Gilaneh, directed by Rashkan Bani-Etemad (whose name was spelled incorrectly by Variety, by the way) and starring Fatemeh Motamed Arya was brilliant and heart-breaking. I found an interesting article about the major Iranian film festival which places Gilaneh in context. The film centers on Gilaneh, her son and her daughter, and their efforts to survive the Iran-Iraq war of the 1980s. The first section shows the son leaving for the front as mother and pregnant daughter stay behind in the village. Eventually too panicked about the whereabouts of her husband, Gilaneh's daughter Mogyul demands a journey to Teheran, which takes the two women past groups of refugees fleeing Iraq's missile attacks. The second half of the film takes place back in the village, on the first day of the US bombing of Iraq and centers on the terrible condition of Gilaneh's son, who after the war was left paralyzed, with some kind of severely compromised lung capacity, and subject to fits. Increasingly labored herself, Gilaneh attempts to take care of her damaged son. Fatemeh Motamed Arya gave an incredible performance, that I would compare a little bit with that of Imelda Staunton as Vera Drake.The two characters are similar in their steadfastness and stoicism.
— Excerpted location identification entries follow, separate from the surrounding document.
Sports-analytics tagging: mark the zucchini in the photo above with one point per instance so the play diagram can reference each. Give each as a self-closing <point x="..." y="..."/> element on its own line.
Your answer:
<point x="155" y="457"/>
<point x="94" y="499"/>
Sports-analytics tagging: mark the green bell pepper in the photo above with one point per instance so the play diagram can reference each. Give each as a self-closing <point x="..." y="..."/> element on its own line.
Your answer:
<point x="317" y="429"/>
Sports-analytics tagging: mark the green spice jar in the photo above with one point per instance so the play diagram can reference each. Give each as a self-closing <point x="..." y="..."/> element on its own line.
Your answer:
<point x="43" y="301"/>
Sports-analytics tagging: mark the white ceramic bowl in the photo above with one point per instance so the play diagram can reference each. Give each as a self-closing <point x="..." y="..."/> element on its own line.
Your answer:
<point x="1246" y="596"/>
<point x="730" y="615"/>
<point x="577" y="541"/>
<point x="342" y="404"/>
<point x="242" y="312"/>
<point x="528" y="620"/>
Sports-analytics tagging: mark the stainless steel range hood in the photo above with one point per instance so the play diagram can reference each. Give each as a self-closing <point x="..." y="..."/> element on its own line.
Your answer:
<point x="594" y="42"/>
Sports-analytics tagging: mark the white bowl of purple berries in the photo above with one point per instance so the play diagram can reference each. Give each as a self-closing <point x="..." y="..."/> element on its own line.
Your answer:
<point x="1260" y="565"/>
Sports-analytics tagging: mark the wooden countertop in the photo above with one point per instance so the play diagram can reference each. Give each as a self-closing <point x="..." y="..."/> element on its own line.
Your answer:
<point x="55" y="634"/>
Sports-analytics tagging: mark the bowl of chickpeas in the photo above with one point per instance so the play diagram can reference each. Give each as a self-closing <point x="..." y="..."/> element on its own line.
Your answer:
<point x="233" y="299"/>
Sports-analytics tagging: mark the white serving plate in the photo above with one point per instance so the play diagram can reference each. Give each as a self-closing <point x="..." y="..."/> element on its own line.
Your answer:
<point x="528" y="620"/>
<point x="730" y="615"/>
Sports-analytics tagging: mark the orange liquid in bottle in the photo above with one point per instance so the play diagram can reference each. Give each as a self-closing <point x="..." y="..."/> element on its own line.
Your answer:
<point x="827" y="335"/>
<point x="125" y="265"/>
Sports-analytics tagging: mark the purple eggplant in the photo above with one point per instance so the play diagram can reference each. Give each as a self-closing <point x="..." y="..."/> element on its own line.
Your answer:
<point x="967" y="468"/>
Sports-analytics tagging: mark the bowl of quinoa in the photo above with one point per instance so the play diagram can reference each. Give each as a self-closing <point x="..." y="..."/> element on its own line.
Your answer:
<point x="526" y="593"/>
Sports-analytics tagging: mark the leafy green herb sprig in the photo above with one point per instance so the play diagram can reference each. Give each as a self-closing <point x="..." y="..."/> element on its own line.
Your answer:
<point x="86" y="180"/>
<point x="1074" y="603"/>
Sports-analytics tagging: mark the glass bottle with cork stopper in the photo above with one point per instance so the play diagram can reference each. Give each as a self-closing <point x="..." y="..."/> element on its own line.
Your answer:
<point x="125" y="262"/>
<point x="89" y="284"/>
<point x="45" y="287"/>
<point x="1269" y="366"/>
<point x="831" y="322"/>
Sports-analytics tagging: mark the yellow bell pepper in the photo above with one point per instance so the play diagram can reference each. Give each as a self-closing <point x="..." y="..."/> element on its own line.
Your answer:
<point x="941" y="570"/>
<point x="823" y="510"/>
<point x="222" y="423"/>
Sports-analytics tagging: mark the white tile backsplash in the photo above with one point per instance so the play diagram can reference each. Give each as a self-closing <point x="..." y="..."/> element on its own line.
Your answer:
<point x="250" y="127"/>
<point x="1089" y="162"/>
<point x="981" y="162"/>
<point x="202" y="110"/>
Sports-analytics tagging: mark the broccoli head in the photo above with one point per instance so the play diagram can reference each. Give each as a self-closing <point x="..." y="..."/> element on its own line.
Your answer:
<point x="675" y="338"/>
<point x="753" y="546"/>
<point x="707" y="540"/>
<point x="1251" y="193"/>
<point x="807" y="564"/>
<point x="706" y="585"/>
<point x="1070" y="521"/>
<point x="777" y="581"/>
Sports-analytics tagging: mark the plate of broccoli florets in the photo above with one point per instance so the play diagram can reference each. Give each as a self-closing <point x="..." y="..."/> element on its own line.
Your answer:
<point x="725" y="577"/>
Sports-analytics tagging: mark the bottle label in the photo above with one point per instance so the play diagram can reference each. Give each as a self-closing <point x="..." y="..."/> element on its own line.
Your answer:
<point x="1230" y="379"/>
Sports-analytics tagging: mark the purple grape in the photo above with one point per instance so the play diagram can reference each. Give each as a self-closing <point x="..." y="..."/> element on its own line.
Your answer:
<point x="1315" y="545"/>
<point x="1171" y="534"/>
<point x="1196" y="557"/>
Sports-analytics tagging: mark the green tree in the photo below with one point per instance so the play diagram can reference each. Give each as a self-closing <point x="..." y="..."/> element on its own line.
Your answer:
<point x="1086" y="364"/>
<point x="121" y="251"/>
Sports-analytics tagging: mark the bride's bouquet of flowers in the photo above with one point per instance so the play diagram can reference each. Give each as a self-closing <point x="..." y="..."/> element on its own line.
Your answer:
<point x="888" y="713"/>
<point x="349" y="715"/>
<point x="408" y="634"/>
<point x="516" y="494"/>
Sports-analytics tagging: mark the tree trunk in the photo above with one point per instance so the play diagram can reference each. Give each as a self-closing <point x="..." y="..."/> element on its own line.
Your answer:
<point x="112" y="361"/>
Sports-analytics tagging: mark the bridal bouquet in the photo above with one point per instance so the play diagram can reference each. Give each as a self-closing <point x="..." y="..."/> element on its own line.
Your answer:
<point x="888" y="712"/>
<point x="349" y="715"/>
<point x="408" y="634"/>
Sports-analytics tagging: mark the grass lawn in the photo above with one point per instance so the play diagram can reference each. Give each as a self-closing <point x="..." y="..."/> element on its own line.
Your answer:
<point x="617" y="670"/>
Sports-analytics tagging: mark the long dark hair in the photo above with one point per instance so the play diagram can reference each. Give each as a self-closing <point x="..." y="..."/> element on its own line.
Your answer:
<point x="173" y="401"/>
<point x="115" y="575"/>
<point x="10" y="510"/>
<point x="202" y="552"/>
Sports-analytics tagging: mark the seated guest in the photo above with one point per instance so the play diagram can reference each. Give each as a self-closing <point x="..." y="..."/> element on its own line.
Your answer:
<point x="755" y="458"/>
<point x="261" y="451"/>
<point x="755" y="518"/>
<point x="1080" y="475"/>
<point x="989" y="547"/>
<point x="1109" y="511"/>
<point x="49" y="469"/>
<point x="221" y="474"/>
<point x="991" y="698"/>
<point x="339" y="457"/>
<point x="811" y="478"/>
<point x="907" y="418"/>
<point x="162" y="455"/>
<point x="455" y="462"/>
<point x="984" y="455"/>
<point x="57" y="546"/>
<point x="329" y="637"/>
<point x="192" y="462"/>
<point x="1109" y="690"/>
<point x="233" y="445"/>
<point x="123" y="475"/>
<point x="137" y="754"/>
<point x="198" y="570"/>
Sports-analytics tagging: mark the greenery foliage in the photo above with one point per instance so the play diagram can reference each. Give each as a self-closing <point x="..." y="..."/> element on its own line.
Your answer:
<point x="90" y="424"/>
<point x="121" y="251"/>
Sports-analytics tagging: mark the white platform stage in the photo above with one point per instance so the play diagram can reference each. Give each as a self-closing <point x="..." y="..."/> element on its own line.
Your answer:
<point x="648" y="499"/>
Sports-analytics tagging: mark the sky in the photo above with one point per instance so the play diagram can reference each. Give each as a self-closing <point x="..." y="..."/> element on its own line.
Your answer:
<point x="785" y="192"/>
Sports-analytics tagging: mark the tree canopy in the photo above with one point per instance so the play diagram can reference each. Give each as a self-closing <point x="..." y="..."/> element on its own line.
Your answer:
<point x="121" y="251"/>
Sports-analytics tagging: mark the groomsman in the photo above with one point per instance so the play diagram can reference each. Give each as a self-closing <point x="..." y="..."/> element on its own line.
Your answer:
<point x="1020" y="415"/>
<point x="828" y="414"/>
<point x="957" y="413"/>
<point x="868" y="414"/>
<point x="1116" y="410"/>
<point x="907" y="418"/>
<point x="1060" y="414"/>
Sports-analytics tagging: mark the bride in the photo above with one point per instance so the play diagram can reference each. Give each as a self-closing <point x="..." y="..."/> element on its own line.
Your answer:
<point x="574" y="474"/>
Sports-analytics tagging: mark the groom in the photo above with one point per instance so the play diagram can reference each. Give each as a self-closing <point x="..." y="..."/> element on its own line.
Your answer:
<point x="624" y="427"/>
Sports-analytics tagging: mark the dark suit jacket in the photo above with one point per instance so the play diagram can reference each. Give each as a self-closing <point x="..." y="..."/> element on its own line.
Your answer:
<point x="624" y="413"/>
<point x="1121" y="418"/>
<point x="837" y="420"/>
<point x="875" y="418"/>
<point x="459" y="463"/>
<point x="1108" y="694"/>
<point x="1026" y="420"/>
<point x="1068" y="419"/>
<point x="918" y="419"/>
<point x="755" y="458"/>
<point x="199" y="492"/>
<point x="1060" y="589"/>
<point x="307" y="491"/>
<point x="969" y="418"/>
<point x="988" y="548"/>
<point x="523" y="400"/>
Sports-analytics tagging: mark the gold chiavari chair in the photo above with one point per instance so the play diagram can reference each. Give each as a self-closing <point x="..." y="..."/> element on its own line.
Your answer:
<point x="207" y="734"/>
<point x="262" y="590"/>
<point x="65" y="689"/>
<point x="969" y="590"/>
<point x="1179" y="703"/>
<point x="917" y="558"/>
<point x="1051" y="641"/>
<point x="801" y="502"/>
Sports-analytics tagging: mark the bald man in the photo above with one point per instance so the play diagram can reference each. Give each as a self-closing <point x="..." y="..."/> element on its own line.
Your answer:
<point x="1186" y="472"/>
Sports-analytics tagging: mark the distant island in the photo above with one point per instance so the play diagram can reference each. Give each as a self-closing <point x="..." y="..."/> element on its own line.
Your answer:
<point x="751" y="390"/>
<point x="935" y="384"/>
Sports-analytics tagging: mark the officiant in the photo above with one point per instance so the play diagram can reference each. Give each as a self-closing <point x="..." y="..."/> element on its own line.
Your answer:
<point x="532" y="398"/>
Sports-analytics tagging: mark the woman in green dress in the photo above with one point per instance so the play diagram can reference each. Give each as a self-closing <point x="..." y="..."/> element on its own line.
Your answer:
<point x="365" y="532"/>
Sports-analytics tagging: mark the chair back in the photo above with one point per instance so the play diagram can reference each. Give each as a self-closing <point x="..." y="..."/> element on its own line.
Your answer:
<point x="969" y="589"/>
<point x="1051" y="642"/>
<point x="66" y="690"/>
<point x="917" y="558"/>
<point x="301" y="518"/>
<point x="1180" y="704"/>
The other films I saw today were short ones. OF these, two were really special: "The Life of Kevin Carter," about the photographer who won the pulitzer prize for that truly disturbing photo taken of a child crawling to a UN food mission and being followed by a vulture. Seeing in the film that Carter watched the girl get up, fall and try to walk, only to fall again, and seeing other pictures on the contact sheets, it seems terrible to me that he did not help her. Some people, both in the film audience and in the film say that the photograph was so great, that it would have done more than simply lifting the child up and carrying her to the station by telling the world of the situation, the argument doesn't make sense to me. It's hard not to feel, when looking at the photo, that what you're seeing is not only a picture of starvation, but the moment when a photographer lost his humanity, as this person's suffering became only "the big photo" that would make his career. If you're interested in what other people had to say about this issue, go to the link above and read the list of comments on lavannya's blog, "secrets of my inner world."
The polar opposite of the Carter's detached approach to documentary was the remarkable Bullets in the Hood, a movie shot by Terrence Fisher, which began as an anti-gun documentary, in which he interviews various neighbors in the Bed-Stuy projects and gets them to show him their guns, but became an activist cry for justice when Fisher was present at the shooting and killing of Timothy Stansberry, by the NY housing police. Unlike Carter, who was not a part of the communities that he became famous for photographing, Terrence Fisher and his crew were documenting their own lives and surroundings and for this reason they could not be detached. As this film's maker responded to events by changing the nature of the project, and made the project specifically an activist one, it was a great example of how amateurs, untrained in the "professionalism" of the journalistic world, bring a different attitude to the process of documentation. The line between protesting the death of a friend and making a film about gun violence in the projects was competely gone by the time the directors, crew, and Stansberry's mother got on the stage to talk about the film/issues after the screening was over.